The plants follow a significant industry milestone by OneD. Chief Technology Officer and Co-founder, Dr. Yimin Zhu, successfully led his team to break the cost barrier in attaching greater quantities of silicon into EV batteries ­– at a cost far below industry expectations. Now, the energy storage capacity of SINANODE's silicon nanowires is so efficient that cell cost per kilowatt-hour declines as silicon content and energy density increase.

"Each SINANODE pilot uses one CVD machine which will produce up to 340 MWh per year at a variable cost of about $1.20/kWh," notes Andrew Leyland, Head of Strategic Advisory at Benchmark Mineral Intelligence. 

"This makes OneD's process both eminently scalable, and also one of the lowest cost silicon solutions we've seen."

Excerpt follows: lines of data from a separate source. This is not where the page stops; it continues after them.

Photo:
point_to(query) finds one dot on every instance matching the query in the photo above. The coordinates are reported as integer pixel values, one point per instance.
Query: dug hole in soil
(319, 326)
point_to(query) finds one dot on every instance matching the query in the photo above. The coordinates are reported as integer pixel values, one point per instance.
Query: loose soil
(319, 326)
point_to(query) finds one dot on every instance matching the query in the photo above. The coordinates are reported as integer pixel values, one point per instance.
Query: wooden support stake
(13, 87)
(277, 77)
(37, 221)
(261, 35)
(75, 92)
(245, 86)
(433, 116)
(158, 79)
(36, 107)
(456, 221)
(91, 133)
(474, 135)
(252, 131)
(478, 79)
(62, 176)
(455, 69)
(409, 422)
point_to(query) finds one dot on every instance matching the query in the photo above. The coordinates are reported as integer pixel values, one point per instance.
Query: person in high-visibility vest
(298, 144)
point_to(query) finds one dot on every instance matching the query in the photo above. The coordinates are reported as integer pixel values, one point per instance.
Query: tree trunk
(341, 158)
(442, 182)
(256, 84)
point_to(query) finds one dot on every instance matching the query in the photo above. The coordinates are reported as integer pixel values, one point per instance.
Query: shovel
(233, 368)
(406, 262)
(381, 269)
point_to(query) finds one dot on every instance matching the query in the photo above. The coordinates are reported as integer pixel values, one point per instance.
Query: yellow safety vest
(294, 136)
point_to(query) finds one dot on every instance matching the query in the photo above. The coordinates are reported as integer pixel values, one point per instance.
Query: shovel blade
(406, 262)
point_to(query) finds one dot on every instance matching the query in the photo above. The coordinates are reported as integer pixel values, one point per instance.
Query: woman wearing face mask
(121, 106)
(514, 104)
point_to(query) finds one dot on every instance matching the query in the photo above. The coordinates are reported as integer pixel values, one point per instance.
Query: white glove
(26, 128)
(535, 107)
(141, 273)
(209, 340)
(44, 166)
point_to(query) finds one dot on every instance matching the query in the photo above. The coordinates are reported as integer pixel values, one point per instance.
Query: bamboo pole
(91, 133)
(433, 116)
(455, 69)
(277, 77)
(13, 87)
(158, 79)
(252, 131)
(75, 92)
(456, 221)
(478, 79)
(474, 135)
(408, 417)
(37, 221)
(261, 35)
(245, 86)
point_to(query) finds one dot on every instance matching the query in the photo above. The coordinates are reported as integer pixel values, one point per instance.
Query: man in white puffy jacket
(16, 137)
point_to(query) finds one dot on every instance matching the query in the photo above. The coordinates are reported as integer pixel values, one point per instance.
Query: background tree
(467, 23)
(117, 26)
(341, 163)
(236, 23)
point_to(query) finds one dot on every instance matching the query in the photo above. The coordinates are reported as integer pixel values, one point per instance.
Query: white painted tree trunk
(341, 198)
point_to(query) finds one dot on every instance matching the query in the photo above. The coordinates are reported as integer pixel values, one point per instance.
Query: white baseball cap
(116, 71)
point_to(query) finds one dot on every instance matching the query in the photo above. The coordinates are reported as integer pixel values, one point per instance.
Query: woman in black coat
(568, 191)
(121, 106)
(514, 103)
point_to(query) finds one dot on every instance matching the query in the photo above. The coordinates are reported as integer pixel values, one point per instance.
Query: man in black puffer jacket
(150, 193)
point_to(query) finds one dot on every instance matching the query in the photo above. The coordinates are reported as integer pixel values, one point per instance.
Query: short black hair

The facilities provide Original Equipment Manufacturers (OEMs) dedicated space to create differentiated anodes using the SINANODE STEP, a truly drop-in process, disrupting neither the existing graphite supplier (natural or synthetic) nor the coating method (wet slurry or dry electrode coating).

Dr. Zhu's technology team's innovations deliver more silicon energy storage within EV cells' anodes without the typical complexities and drawbacks that come with silicon-oxide particle additives (currently in a few EV models). The unique shape and pliancy of SINANODE nanowires, that are fused and grown directly on the graphite, simplify the entire process – solving issues of uniform silicon distribution and capacity retention. SINANODE also eliminates the use of inactive materials that add weight – rather than energy storage capacity.

"Many in the auto and battery industries have perceived silicon nanowires to be too expensive for the mass production of EV batteries. It's time to recalibrate the conversation and demonstrate the impact this technology is making today in delivering better EV batteries to be on the road by 2025," said Fabrice Hudry, OneD's Chief Commercial Officer.

"Our Pilot Plants in Moses Lake – along with our suppliers and partners – are just the practical next step in delivering on our mission to advance the EV battery with silicon nanowires."

Each building of the pilot facility will be equipped to deliver the end-to-end processing of commercial graphite powders. Using inexpensive precursors, the plant will have the capacity to deliver a pre-production annual capacity of batteries for up to 3,400 EVs per CVD machine.